Les résultats étaient frappants. Les yeux sains présentaient une surface très lisse, avec des scores de complexité restant dans une plage basse et étroite. En revanche, chaque coupe des yeux de la patiente présentait un score de complexité beaucoup plus élevé, sans aucun chevauchement avec les yeux sains. La rugosité des dépôts d'amyloïde était si distincte que l'ordinateur pouvait clairement séparer les yeux malades des yeux sains sans aucune intervention humaine. Les chercheurs ont découvert que l'œil droit, qui avait subi une chirurgie pour retirer le gel vitré cinq ans auparavant, présentait des dépôts encore plus rugueux que l'œil gauche, qui avait subi la chirurgie plus récemment. Cela suggère que le moment de la chirurgie et l'environnement restant à l'intérieur de l'œil peuvent influencer la façon dont les amas de protéines s'organisent. De plus, les dépôts n'étaient pas uniformes ; ils étaient plus rugueux dans la partie supérieure de l'œil et devenaient légèrement plus lisses à mesure que l'on descendait vers le bas, suggérant que la gravité pourrait jouer un rôle dans la façon dont ces amas de protéines lourds se déposent et croissent.

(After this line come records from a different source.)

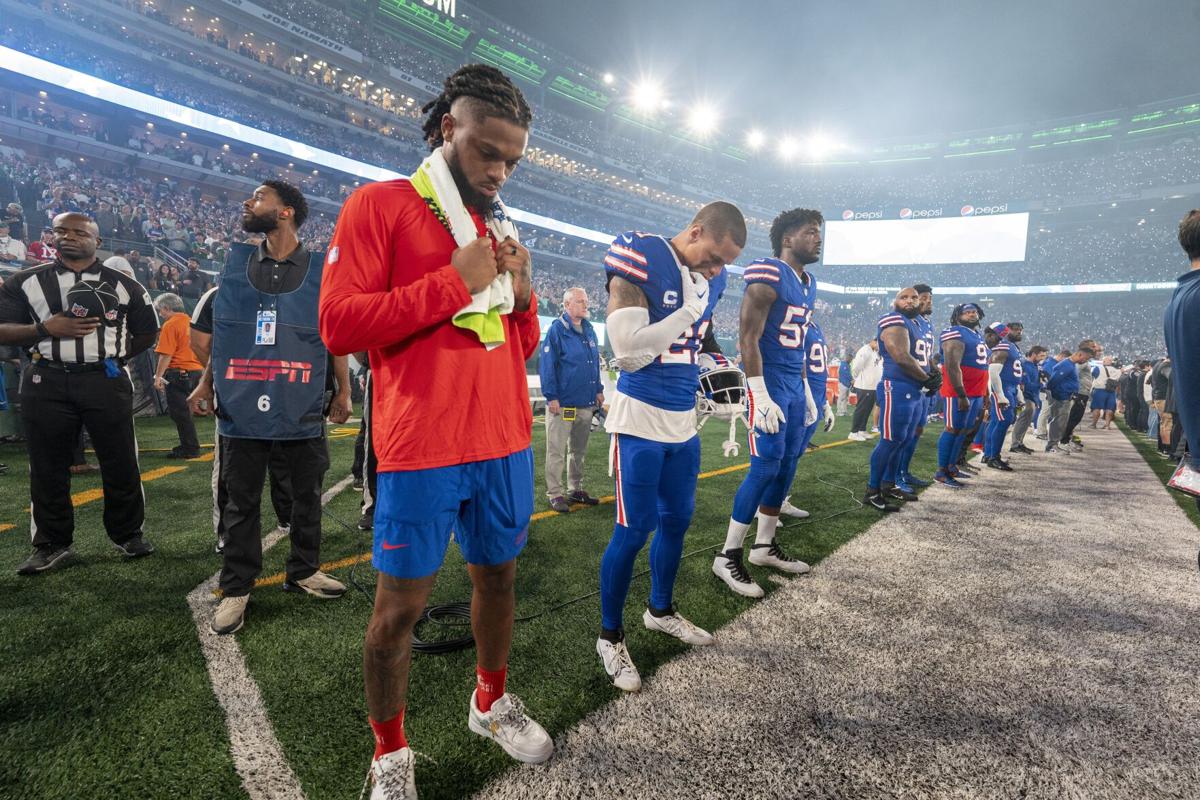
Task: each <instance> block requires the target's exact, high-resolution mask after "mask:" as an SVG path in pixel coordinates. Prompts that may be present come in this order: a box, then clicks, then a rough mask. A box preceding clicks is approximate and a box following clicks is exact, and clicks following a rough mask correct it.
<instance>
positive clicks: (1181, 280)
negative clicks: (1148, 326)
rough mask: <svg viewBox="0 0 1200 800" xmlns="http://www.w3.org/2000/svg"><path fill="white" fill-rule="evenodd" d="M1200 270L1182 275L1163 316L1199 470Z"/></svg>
mask: <svg viewBox="0 0 1200 800" xmlns="http://www.w3.org/2000/svg"><path fill="white" fill-rule="evenodd" d="M1198 320H1200V270H1192V271H1190V272H1188V273H1187V275H1182V276H1180V283H1178V285H1177V287H1175V294H1172V295H1171V302H1169V303H1166V312H1165V313H1164V314H1163V333H1164V336H1165V338H1166V354H1168V355H1169V356H1171V368H1172V372H1171V384H1172V389H1174V391H1175V413H1176V415H1177V416H1178V417H1180V421H1181V422H1182V423H1183V434H1184V435H1186V437H1187V438H1188V443H1190V444H1192V447H1190V459H1192V465H1193V467H1194V468H1196V469H1200V446H1198V445H1196V443H1200V323H1198Z"/></svg>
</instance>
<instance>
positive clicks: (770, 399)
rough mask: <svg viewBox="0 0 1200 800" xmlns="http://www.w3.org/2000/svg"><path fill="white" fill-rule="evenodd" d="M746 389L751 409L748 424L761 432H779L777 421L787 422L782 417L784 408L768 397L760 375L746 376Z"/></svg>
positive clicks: (786, 421)
mask: <svg viewBox="0 0 1200 800" xmlns="http://www.w3.org/2000/svg"><path fill="white" fill-rule="evenodd" d="M746 390H748V391H749V393H750V408H751V409H752V414H751V416H750V425H751V426H754V427H755V429H757V431H762V432H763V433H779V423H780V422H787V420H786V419H785V417H784V409H781V408H779V405H778V404H776V403H775V401H773V399H770V395H769V393H768V392H767V384H766V381H763V379H762V377H758V378H746Z"/></svg>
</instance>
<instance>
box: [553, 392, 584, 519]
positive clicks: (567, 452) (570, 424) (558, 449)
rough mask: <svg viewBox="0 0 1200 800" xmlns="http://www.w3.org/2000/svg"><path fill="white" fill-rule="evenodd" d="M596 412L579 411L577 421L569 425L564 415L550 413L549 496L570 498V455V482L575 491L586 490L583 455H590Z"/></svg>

L'étude a également examiné comment la maladie évolue au fil du temps en examinant d'anciennes images de l'œil droit de la patiente, prises sur plusieurs années. Les données ont montré que la rugosité des dépôts augmentait régulièrement, progressant d'un montant faible mais mesurable chaque année. Cela a confirmé que la méthode mathématique pouvait détecter la nature lente et progressive de la maladie, même lorsque les changements étaient trop subtils pour l'œil nu lors d'un examen standard. Dans l'œil gauche, qui avait été nettoyé chirurgicalement plus récemment, la tendance n'était pas significative, probablement parce que la chirurgie avait réinitialisé l'environnement. Pour s'assurer de l'exactitude de leur méthode informatique, l'équipe a comparé leurs résultats avec un autre programme logiciel établi et a constaté que les deux concordaient presque parfaitement, confirmant que leur nouvelle approche était fiable.
Ce travail suggère que la mesure de la complexité géométrique des dépôts oculaires pourrait devenir un outil puissant pour les médecins. Au lieu de s'appuyer sur des descriptions subjectives, les médecins pourraient utiliser ce nombre pour suivre l'efficacité d'un traitement, pour voir si la maladie s'accélère ou ralentit, et pour comparer la réponse de différents patients à la thérapie. Bien que cette étude initiale se soit concentrée sur un seul patient, la séparation claire entre les yeux sains et les yeux malades indique que cette méthode possède un réel potentiel. À mesure que les traitements pour la forme systémique de la maladie s'améliorent et que les gens vivent plus longtemps, l'œil pourrait rester la dernière frontière où la maladie persiste. Avoir un moyen précis et objectif de mesurer ce qui se passe à l'intérieur de ce petit compartiment sombre pourrait aider les médecins à protéger la vision d'une manière qui n'était pas possible auparavant.